The Power of Teaching Girls to Code

A growing summer camp is giving young women the skills they need to get high-paying tech jobs, before they've even graduated from high school.

The U.S. Department of Labor estimates that by 2020, there will be 1.4 million jobs in computer science. But American universities are on track to produce qualified graduates to fill less than a third of those jobs, and only a tiny number of the graduates we do produce are women. According to U.S. Department of Commercejust one out of every seven engineers are in this country are women.

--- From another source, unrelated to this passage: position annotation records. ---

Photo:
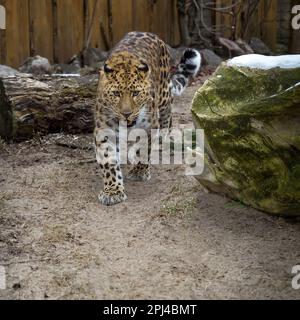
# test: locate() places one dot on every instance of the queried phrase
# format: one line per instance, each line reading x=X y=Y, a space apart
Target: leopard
x=137 y=87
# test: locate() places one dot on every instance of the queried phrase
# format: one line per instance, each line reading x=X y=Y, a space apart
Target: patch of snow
x=258 y=61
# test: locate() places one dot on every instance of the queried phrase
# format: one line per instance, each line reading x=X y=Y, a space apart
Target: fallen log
x=48 y=104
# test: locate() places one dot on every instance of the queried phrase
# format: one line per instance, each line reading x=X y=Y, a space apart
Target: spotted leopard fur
x=136 y=85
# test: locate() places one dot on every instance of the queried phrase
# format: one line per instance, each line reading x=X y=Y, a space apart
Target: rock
x=6 y=71
x=229 y=48
x=210 y=59
x=259 y=47
x=36 y=65
x=251 y=119
x=63 y=68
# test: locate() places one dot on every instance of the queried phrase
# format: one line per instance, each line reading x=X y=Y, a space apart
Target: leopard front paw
x=111 y=198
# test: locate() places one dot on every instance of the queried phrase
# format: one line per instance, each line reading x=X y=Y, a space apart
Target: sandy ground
x=170 y=240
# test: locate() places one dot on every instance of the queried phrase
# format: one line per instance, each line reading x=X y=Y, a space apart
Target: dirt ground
x=169 y=240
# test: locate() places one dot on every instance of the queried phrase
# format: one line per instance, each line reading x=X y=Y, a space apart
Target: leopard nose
x=126 y=115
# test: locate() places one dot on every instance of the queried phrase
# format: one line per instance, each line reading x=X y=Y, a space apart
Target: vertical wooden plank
x=142 y=14
x=269 y=23
x=294 y=41
x=223 y=19
x=161 y=19
x=175 y=32
x=70 y=28
x=41 y=28
x=99 y=26
x=17 y=32
x=121 y=18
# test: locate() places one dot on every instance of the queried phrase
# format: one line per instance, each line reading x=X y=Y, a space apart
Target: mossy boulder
x=251 y=120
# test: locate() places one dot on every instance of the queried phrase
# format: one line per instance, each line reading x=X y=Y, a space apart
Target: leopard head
x=125 y=85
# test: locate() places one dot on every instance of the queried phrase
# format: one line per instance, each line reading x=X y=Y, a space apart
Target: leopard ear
x=107 y=68
x=143 y=67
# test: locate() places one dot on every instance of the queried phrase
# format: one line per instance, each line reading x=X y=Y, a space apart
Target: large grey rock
x=36 y=65
x=251 y=119
x=6 y=71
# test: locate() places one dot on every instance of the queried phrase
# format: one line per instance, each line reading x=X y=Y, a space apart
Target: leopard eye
x=116 y=93
x=135 y=93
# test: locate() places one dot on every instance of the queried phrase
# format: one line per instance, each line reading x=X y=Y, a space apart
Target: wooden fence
x=57 y=29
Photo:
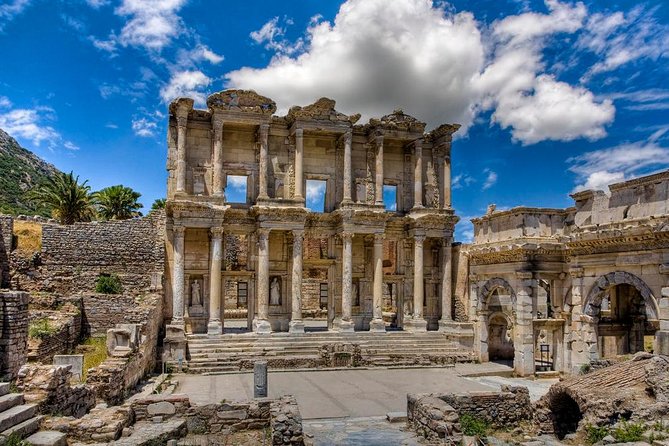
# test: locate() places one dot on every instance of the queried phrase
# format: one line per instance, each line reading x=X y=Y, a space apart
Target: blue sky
x=553 y=96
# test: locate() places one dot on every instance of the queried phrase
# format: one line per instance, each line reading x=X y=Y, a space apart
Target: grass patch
x=41 y=328
x=472 y=426
x=28 y=236
x=95 y=352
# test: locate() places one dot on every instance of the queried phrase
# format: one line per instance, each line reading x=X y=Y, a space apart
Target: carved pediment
x=398 y=120
x=241 y=100
x=321 y=110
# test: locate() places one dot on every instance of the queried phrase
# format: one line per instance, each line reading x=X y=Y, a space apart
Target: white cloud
x=186 y=83
x=599 y=168
x=377 y=55
x=11 y=9
x=152 y=24
x=32 y=125
x=144 y=128
x=490 y=180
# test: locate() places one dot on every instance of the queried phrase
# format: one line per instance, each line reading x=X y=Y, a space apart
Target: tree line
x=73 y=201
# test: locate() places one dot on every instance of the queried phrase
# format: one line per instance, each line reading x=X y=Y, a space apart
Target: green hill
x=20 y=171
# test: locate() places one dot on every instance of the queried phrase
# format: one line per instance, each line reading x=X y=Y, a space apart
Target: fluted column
x=378 y=199
x=217 y=124
x=418 y=174
x=296 y=323
x=262 y=282
x=348 y=139
x=299 y=155
x=418 y=322
x=446 y=284
x=178 y=275
x=376 y=324
x=347 y=324
x=215 y=325
x=182 y=122
x=263 y=133
x=447 y=181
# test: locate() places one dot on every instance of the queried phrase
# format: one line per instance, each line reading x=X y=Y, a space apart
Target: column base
x=214 y=328
x=377 y=326
x=345 y=326
x=416 y=325
x=263 y=327
x=296 y=327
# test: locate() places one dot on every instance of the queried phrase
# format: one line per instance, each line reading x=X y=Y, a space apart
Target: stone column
x=178 y=275
x=263 y=133
x=296 y=324
x=182 y=122
x=347 y=324
x=215 y=325
x=299 y=155
x=446 y=284
x=447 y=180
x=376 y=324
x=418 y=322
x=418 y=174
x=348 y=139
x=378 y=191
x=262 y=282
x=217 y=124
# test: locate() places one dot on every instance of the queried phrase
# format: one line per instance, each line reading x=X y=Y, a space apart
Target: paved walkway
x=339 y=393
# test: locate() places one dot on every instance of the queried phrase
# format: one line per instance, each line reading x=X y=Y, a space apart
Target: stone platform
x=235 y=352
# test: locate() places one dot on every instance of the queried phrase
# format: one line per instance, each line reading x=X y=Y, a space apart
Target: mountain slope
x=20 y=171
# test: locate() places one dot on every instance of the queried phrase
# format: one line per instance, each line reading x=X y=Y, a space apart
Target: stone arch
x=593 y=302
x=492 y=285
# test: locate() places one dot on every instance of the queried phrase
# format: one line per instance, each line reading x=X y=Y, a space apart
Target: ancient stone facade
x=364 y=264
x=14 y=334
x=554 y=289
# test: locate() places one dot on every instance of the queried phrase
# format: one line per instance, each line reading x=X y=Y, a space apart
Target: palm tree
x=69 y=200
x=158 y=204
x=118 y=203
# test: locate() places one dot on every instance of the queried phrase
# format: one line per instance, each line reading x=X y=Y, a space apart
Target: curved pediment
x=241 y=100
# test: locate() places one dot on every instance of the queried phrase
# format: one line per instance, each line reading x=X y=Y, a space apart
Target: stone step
x=47 y=438
x=24 y=428
x=15 y=415
x=10 y=400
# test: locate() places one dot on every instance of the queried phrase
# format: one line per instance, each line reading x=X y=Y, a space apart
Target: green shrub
x=108 y=284
x=629 y=432
x=595 y=434
x=40 y=329
x=472 y=426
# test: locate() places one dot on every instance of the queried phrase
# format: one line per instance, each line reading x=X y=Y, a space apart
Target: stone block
x=76 y=363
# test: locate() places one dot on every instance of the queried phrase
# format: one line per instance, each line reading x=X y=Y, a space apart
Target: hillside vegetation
x=21 y=171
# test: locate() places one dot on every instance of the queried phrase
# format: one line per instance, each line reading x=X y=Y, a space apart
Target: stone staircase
x=235 y=352
x=16 y=418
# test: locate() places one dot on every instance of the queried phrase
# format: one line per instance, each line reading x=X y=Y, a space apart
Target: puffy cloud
x=11 y=9
x=599 y=168
x=152 y=24
x=491 y=179
x=438 y=66
x=186 y=83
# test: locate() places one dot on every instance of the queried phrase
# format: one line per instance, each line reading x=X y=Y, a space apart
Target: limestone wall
x=14 y=339
x=116 y=376
x=74 y=256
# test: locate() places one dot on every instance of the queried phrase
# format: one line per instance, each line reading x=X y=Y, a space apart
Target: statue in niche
x=431 y=187
x=275 y=291
x=195 y=295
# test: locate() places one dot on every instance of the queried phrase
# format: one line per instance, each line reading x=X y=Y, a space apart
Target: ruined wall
x=116 y=376
x=6 y=237
x=14 y=339
x=74 y=256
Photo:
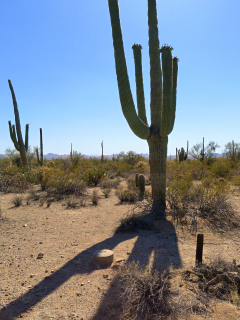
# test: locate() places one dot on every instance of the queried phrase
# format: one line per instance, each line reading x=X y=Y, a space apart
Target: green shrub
x=71 y=202
x=107 y=183
x=127 y=195
x=179 y=196
x=106 y=192
x=44 y=174
x=94 y=175
x=17 y=201
x=221 y=168
x=123 y=168
x=95 y=197
x=142 y=167
x=211 y=197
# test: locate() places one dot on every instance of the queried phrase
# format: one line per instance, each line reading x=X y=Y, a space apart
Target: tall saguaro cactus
x=40 y=160
x=163 y=97
x=18 y=140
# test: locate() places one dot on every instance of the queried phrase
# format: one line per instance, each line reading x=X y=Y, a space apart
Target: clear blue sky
x=59 y=57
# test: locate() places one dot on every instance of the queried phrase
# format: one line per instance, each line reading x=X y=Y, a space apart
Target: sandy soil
x=46 y=252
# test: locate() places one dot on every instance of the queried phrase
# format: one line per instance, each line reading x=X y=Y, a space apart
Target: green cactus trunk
x=158 y=162
x=163 y=97
x=40 y=161
x=18 y=140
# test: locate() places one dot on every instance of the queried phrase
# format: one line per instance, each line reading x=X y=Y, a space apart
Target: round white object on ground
x=103 y=257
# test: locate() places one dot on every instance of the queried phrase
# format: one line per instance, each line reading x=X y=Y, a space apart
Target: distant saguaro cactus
x=136 y=179
x=163 y=97
x=182 y=154
x=18 y=140
x=102 y=151
x=141 y=184
x=40 y=160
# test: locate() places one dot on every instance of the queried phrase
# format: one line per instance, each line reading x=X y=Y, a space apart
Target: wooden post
x=199 y=249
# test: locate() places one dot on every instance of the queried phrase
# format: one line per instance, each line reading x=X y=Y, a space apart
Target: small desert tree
x=163 y=97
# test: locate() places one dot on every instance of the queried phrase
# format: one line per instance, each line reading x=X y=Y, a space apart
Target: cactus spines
x=163 y=77
x=141 y=184
x=40 y=161
x=17 y=139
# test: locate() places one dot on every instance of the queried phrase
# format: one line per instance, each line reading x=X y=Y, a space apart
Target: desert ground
x=46 y=258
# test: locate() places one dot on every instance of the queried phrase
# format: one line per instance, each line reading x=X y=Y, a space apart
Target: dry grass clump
x=17 y=200
x=144 y=293
x=33 y=195
x=14 y=182
x=106 y=192
x=71 y=202
x=107 y=183
x=219 y=279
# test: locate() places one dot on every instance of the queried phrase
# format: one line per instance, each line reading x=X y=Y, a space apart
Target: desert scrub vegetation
x=17 y=200
x=65 y=183
x=208 y=198
x=144 y=293
x=12 y=181
x=95 y=197
x=127 y=195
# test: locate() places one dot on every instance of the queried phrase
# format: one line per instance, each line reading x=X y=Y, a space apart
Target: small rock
x=40 y=255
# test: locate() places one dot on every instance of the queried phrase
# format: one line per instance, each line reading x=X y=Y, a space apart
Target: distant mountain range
x=50 y=156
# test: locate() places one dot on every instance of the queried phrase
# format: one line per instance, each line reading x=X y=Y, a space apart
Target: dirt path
x=46 y=270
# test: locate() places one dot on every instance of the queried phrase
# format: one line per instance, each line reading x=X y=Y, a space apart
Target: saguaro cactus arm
x=17 y=119
x=18 y=141
x=137 y=53
x=40 y=161
x=155 y=66
x=13 y=135
x=26 y=137
x=125 y=94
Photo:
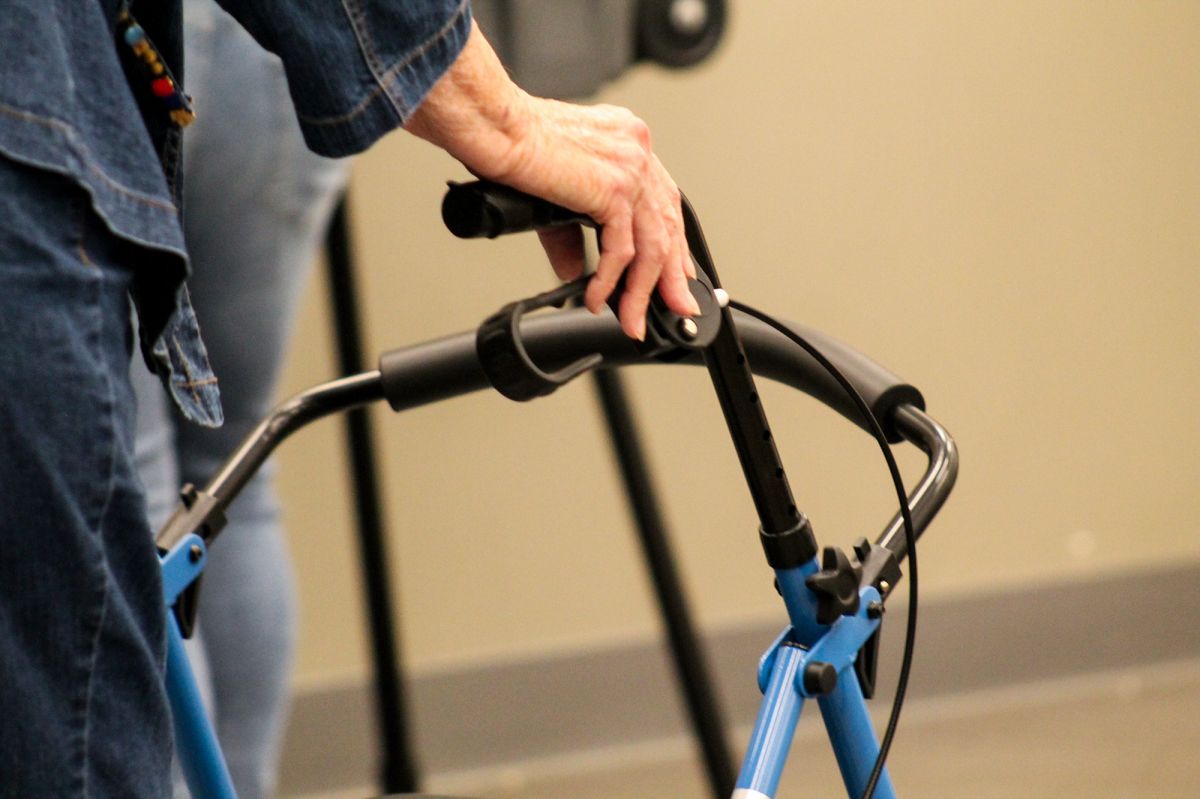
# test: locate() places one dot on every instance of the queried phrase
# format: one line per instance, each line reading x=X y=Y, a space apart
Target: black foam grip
x=449 y=367
x=485 y=210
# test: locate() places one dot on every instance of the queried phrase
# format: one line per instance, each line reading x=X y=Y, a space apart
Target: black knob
x=835 y=586
x=820 y=678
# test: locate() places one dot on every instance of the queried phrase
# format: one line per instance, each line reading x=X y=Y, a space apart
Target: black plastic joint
x=820 y=678
x=792 y=547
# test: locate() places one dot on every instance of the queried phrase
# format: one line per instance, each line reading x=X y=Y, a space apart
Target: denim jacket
x=73 y=102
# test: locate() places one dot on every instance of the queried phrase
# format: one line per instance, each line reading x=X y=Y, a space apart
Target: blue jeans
x=256 y=203
x=82 y=637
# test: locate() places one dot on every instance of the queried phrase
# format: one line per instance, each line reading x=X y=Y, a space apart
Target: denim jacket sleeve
x=357 y=68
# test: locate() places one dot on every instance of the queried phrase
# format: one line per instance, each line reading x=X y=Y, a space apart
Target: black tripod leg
x=399 y=764
x=689 y=659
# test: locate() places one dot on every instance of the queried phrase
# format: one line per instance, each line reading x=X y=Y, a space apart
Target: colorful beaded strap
x=162 y=83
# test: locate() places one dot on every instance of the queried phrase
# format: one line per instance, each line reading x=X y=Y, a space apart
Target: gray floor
x=1127 y=734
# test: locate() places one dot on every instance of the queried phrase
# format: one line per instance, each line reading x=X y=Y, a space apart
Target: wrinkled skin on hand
x=595 y=160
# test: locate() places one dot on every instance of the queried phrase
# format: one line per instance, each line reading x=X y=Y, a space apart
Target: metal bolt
x=689 y=17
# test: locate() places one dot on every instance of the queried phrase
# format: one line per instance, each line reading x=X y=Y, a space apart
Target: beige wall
x=997 y=200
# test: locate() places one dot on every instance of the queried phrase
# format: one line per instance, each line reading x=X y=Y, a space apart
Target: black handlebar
x=448 y=367
x=483 y=209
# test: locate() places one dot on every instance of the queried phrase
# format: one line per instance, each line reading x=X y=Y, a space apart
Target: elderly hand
x=592 y=160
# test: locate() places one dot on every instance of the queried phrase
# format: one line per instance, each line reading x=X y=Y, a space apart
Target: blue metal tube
x=774 y=728
x=852 y=736
x=204 y=767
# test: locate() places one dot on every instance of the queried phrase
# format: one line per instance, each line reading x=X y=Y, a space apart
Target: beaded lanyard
x=162 y=83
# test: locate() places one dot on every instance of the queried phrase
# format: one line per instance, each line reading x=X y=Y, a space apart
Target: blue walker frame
x=447 y=367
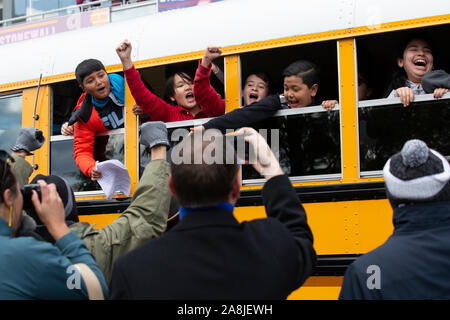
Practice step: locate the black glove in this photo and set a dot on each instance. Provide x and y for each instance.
(154, 133)
(29, 139)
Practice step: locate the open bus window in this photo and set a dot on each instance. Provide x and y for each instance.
(62, 163)
(65, 96)
(272, 62)
(10, 120)
(155, 79)
(305, 140)
(377, 56)
(307, 144)
(385, 125)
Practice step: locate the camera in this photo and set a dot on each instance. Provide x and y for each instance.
(27, 192)
(241, 147)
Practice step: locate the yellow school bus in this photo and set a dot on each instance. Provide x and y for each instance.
(333, 158)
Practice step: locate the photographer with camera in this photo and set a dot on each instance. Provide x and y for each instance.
(29, 139)
(32, 269)
(209, 254)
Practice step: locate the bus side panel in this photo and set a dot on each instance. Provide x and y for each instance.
(345, 227)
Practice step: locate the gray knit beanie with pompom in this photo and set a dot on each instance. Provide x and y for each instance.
(417, 174)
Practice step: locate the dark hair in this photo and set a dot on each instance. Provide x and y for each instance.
(399, 75)
(8, 181)
(306, 70)
(86, 67)
(203, 184)
(261, 75)
(170, 85)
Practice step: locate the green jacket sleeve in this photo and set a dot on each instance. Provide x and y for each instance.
(144, 219)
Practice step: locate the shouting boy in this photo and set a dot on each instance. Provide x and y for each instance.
(99, 109)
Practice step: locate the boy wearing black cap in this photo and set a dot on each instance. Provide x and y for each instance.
(29, 139)
(414, 261)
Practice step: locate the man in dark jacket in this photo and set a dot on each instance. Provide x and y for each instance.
(414, 262)
(209, 254)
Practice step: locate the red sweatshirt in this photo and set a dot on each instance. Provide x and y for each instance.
(84, 138)
(159, 110)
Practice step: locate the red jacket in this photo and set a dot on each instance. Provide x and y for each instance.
(159, 110)
(84, 138)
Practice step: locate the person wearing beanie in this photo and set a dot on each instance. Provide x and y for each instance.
(144, 219)
(414, 261)
(100, 108)
(146, 216)
(29, 139)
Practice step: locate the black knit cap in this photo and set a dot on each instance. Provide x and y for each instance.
(67, 196)
(86, 67)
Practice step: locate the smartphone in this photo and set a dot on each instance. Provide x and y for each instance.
(27, 192)
(241, 147)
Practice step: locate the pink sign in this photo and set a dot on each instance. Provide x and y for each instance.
(48, 27)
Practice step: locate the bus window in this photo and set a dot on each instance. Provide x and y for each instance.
(377, 56)
(307, 144)
(10, 120)
(305, 140)
(155, 80)
(272, 62)
(65, 96)
(62, 163)
(385, 125)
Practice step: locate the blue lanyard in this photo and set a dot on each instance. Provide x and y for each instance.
(221, 206)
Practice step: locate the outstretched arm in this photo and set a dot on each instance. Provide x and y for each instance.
(247, 116)
(205, 95)
(281, 201)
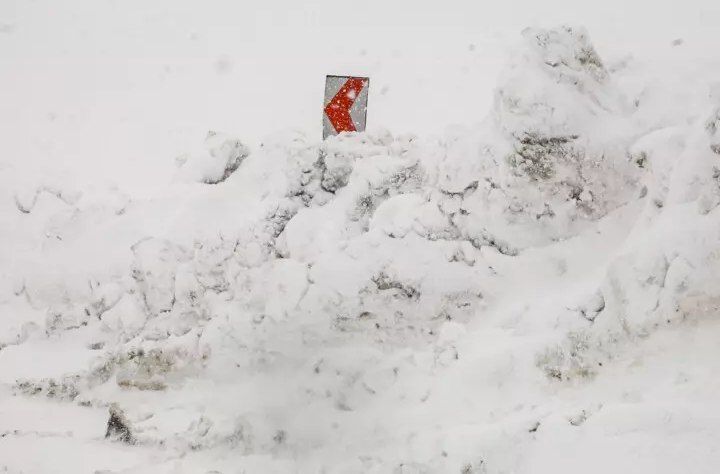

Girls Who Code wants to change that. The organization just concluded its second summer of computer science immersion camps for high school girls. This year, the nonprofit went national, expanding from one camp in New York to programs in Detroit, San Francisco, and San Jose. Campers have built apps to help the disabled navigate New York's subways, Twitter-based apps for book clubs, and complex video games; alumnae have returned to their schools to start pilot Girls Who Code Clubs and lobby for more computer science courses, since many high schools don’t offer them. (To meet the overwhelming demand and reach more girls with their programs, especially in under-served communities, the organization will be launching a new Girls Who Code Clubs effort this fall.)

In Detroit, Girls Who Code hosted 20 girls for eight weeks in partnership with GE and the Knight Foundation, working with 50-plus mentors and leaders at GE’s Advanced Manufacturing and Software Technology Center. Most of the mentors were women. "If you look at who the girls are exposed to—half of our most senior IT leaders are women—they were literally seeing themselves there," says Kim Bankston, who led the program for GE. "The mentors the girls had were women with 10 to 20 years of experience in IT. They could tell their story of growing up in Michigan and going into this field."